If only it were that simple. But when Michigan State’s Miles Bridges hit a 3-pointer from NBA range with three seconds left to help the Spartans squeeze out a 68-65 victory over third-ranked Purdue on Feb. 10, it finally gave a scarred community permission to smile, be joyous, release some pent-up frustration.
Consider the backdrop of Bridges’ buzzer-beater game-winner: The school is attempting to atone for its role in the atrocities committed by former USA Gymnastics and Michigan State team doctor Larry Nassar, who will spend the rest of his miserable life in prison for abusing women and girls over decades. Then the stench from the Nassar scandal wafted over to the school’s basketball and football programs, as Nassar’s case prompted foundational questions about how the school adjudicated sexual assault cases overall — especially after an ESPN report put the state’s most popular coach, Tom Izzo, under fire for his program’s handling of previous sexual assault allegations against some of his former players.
Also: Saturday was the day that Michigan State honored coach Jud Heathcote, the brilliant, wonderfully entertaining basketball legend who was best known for winning a title with Magic Johnson and mentoring and grooming Izzo, Heathcote’s successor. Dozens of former players came to pay their respects to Heathcote, who died last August, but it was also a clear show of solidarity and support for Izzo and the program.
This is what I’m not doing here — beating Purdue does not mean everything is good here. It can’t cover the fact that Nassar abused and deeply traumatized women for decades. It’s certainly not enough to keep people from wondering whether Michigan State has an institutional problem when it comes to protecting and supporting women. It won’t stop people from wanting Izzo and football coach Mark Dantonio to answer questions about the sexual assault incidents involving their players. But that shot and that win provided a brief respite from the suffocating tension that permeates the campus.
These are emotional times in East Lansing. I was on campus all day Feb. 9, and after conversing with a lot of students, administrators and faculty, it was clear that many of them are struggling to balance contrition and sympathy for the survivors with the love they still feel for the university. A few students mentioned that they receive strange looks sometimes when they wear their Michigan State apparel outside of East Lansing.
It seems some may have already made the decision that they don’t feel comfortable supporting the university anymore.
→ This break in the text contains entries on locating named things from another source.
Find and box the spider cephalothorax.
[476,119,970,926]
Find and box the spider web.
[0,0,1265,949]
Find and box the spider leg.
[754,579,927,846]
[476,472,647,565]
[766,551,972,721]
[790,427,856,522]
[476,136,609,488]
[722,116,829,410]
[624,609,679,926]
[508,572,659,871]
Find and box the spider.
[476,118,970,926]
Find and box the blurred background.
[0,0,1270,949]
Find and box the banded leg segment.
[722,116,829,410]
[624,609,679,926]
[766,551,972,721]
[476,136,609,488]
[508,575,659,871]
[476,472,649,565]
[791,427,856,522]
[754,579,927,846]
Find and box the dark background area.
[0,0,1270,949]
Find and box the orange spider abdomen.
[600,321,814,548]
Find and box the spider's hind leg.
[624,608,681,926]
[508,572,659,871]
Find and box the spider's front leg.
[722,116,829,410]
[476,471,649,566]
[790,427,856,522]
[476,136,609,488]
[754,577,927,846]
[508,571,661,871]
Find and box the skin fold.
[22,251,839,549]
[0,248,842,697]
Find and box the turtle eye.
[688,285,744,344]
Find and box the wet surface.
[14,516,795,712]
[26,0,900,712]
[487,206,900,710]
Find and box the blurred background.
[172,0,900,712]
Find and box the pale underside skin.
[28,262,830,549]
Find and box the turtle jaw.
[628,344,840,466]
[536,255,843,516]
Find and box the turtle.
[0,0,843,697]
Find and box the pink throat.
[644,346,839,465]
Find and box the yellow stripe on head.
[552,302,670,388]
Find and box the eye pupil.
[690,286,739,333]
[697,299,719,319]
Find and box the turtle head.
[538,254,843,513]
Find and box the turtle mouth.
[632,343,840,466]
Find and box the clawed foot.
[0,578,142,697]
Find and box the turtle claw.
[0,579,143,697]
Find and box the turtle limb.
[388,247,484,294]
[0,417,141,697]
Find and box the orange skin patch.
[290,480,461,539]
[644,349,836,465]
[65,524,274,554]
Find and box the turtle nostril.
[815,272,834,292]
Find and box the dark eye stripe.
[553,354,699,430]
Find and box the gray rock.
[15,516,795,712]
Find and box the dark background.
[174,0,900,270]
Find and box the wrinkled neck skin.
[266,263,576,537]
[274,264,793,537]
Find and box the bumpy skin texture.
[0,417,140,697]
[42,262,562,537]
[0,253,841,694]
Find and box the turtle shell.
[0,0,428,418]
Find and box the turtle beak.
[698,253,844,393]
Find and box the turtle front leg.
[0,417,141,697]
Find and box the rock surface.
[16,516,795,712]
According to The Detroit News, fundraising at Michigan State dropped 25 percent during the latter half of 2017, which coincides with the increased national attention on Nassar’s crimes.
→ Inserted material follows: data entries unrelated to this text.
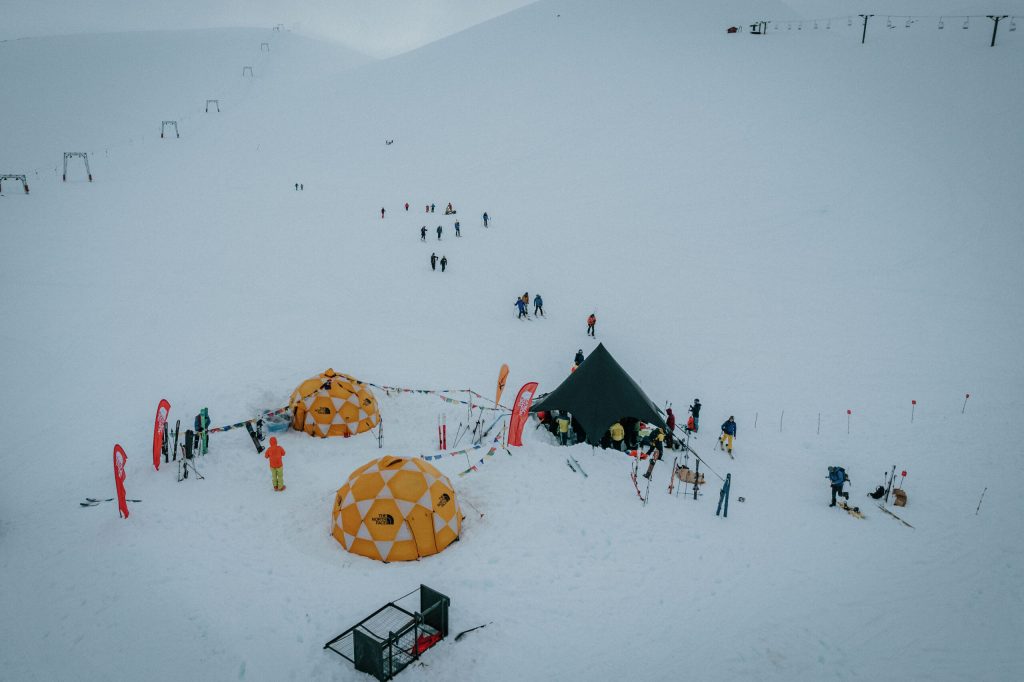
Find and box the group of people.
[515,291,547,319]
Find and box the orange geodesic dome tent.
[331,456,462,561]
[289,369,381,438]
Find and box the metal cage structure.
[324,585,452,682]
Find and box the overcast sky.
[0,0,532,56]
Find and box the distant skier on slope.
[828,467,850,507]
[263,436,285,492]
[515,297,529,319]
[718,415,736,454]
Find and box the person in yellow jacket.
[608,422,626,451]
[558,414,572,445]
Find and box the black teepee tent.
[529,343,668,445]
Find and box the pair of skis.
[565,455,590,478]
[78,498,142,507]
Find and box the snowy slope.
[0,0,1024,680]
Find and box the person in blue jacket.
[718,415,736,453]
[515,298,529,319]
[828,467,850,507]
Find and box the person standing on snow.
[263,436,285,492]
[558,413,572,445]
[515,298,529,319]
[828,467,850,507]
[718,415,736,454]
[608,422,626,452]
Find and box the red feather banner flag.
[509,381,537,445]
[153,398,171,471]
[495,365,509,404]
[114,445,128,518]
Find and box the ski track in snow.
[0,0,1024,681]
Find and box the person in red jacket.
[263,436,285,491]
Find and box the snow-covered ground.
[0,0,1024,680]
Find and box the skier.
[690,398,700,431]
[828,467,850,507]
[608,422,626,452]
[558,413,572,445]
[643,427,665,480]
[666,408,676,450]
[515,298,529,319]
[718,415,736,454]
[263,436,285,492]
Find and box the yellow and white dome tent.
[289,369,381,438]
[332,456,462,561]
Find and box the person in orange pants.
[263,436,285,491]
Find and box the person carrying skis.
[515,298,529,319]
[828,467,850,507]
[263,436,285,492]
[608,422,626,452]
[558,413,572,445]
[665,408,676,450]
[718,415,736,454]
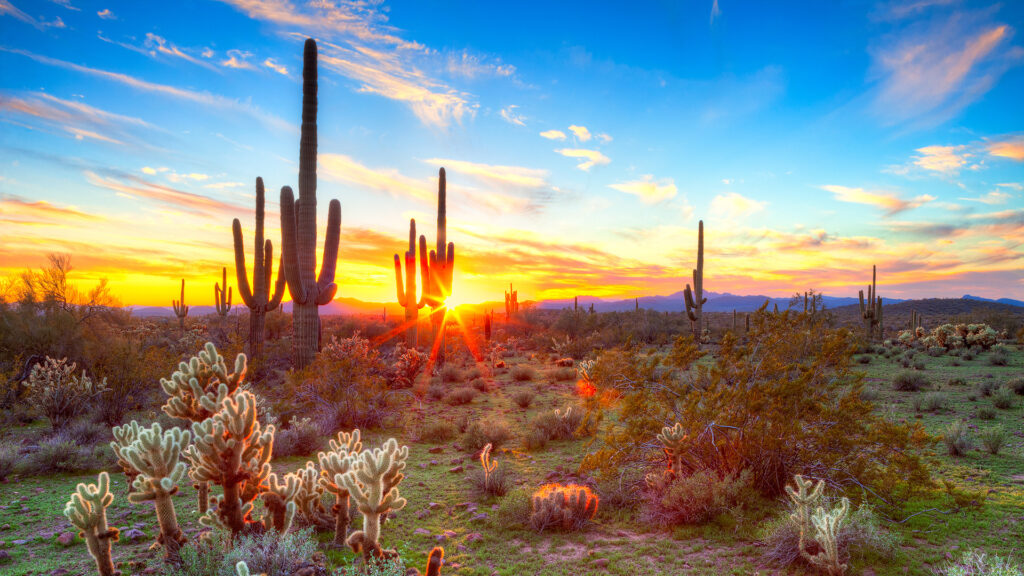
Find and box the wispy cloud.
[569,124,591,142]
[988,135,1024,162]
[711,192,768,221]
[821,184,935,216]
[0,47,295,132]
[608,174,678,204]
[0,92,156,146]
[872,13,1022,124]
[555,148,611,172]
[501,105,526,126]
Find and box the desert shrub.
[463,417,512,452]
[163,528,316,576]
[296,333,398,431]
[992,386,1015,410]
[512,389,536,408]
[444,386,477,406]
[273,418,325,457]
[0,440,18,482]
[978,406,995,420]
[650,469,752,526]
[893,372,931,392]
[495,488,530,528]
[978,426,1010,454]
[420,419,459,444]
[529,484,599,532]
[936,550,1024,576]
[942,420,974,456]
[28,357,106,429]
[581,312,932,495]
[512,364,537,382]
[762,501,899,569]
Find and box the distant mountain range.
[128,291,1024,318]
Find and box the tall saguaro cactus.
[683,220,708,347]
[859,264,882,340]
[385,218,430,347]
[281,38,341,368]
[171,278,188,330]
[213,266,231,318]
[234,178,285,368]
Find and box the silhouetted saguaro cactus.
[859,264,882,341]
[281,38,341,368]
[171,278,188,330]
[231,178,285,369]
[384,218,430,347]
[213,266,231,318]
[683,220,708,347]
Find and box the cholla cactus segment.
[160,342,247,422]
[187,390,274,534]
[63,471,120,576]
[335,438,409,562]
[800,498,850,576]
[262,472,300,534]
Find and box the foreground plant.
[65,471,121,576]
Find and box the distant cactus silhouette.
[683,220,708,347]
[229,178,285,367]
[171,278,188,330]
[65,471,121,576]
[385,218,430,347]
[281,38,341,368]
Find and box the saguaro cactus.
[213,266,231,318]
[384,218,430,347]
[114,420,191,562]
[65,471,121,576]
[171,278,188,330]
[683,220,708,348]
[281,38,341,368]
[505,282,519,315]
[234,178,285,367]
[335,438,409,564]
[859,264,882,340]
With all this weighing down the air, it makes sense that Saturday’s victory felt like more than just a win over a potential Final Four team.
I’m guessing that’s probably part of the reason Izzo’s eyes welled with tears during his on-court interview with ESPN’s Allison Williams immediately after his team beat Purdue. It’s not like Izzo hasn’t won plenty of meaningful games against incredibly talented opponents at home before. He’s a national championship coach and certainly didn’t need this win to pad his extensive coaching resume.
But when Williams asked Izzo what was going through his mind? “A lot,” he said, choking up. “Jud. The survivors.”
Izzo elaborated a little more when he was more composed in his postgame news conference.
“I hope [the win] wasn’t for me,” he said. “I hope it was for our survivors, our people and our community, our school. But I hope it was for them too.”
Now, I get that no one wants to hear how tough things have been for Izzo these past few weeks, but the truth is that this is the most difficult stretch he has ever faced in his career. Izzo has never before had his integrity questioned like this. Izzo’s name is now being linked to a serial abuser like Nassar — that’s got to take a toll. Nassar is a proven predator and monster. Izzo has yet to answer questions surrounding response to allegations against his players. It has not been proved that Izzo committed any misconduct.
This isn’t to say you should feel sorry for Izzo or Michigan State. As I’ve written before, the university and its leaders have to wear this shame.
But there also is nothing wrong with Michigan State seeking ways to atone, move forward. But it will take much more than a game-winner over a top-five opponent for that to happen for this community to finally feel whole.